Muninggar Sri Saraswati – Still smarting over the perceived treachery of its coalition partners in the Bank Century bailout investigation, the ruling Democratic Party vowed on Wednesday to press ahead with a proposal for a sweeping overhaul of the cabinet.
Ahmad Mubarok, deputy chairman of the Democrats, said that as soon as the party's central leadership board had completed a revised coalition agreement, which would contain concrete details about the relationship between coalition partners, it would forward its recommendations to President Susilo Bambang Yudhoyono.
Ahmad said the Democrats decided to draft the recommendations after seeing three of their coalition partners – the Golkar Party, the Prosperous Justice Party (PKS) and the United Development Party (PPP) – vote to find the Bank Century bailout illegal.
"I won't say that ministers from the political parties are useless," he said. "But facts show that senior members of the political parties who are members of the cabinet have had no effect."
Declining to identify the parties or individuals concerned, Ahmad said that though party chairmen had apparently instructed their members about which way to vote ahead of the House of Representatives plenary session convened to determine the legality or otherwise of the bailout, the "subordinates in the House refused to follow."

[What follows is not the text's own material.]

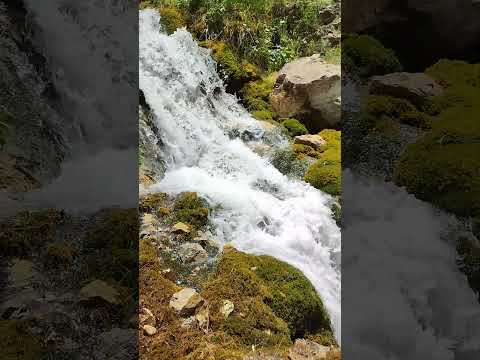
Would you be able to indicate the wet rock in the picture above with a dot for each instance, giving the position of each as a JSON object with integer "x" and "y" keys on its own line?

Three parties voted against the government's stance that the 2008 rescue of Bank Century was necessary as the lender posed a systemic risk to the domestic banking sector at the height of the global financial crisis. Of those, only the PPP has a chairman, Suryadharma Ali, serving in the cabinet. Suryadharma is the religious affairs minister.
The PPP faction in the House has sent him a formal apology for it decision to vote that the bailout was illegal, against his order.
Ahmad, in some of the strongest hints yet from the Democrats that a cabinet reshuffle was in the cards, said the "current coalition is fat but ineffective" and that "our party wants a slim but effective coalition."
He said the Democrats had been "seriously discussing" the removal of cabinet ministers aligned to political parties within the coalition. "If their presence is having no effect, it is better to seek [new ministers] from among professionals," he said.
Ever since Yudhoyono unveiled his United Indonesia II cabinet last year, critics have savaged the president for appointing a number of officials from coalition parties to senior positions in the government despite their questionable track records and lack of many of the desired qualifications.
Ahmad acknowledged the Democrats had held "minor discussions" with the opposition Indonesian Democratic Party of Struggle (PDI-P) about it joining the coalition government, but said that the results of the discussions "should not be made public yet."
Analysts believe there is little chance of the PDI-P joining the coalition given the animosity between its chairwoman, Megawati Sukarnoputri, and Yudhoyono, though the party concedes the issue will be discussed during its national congress in Bali in May.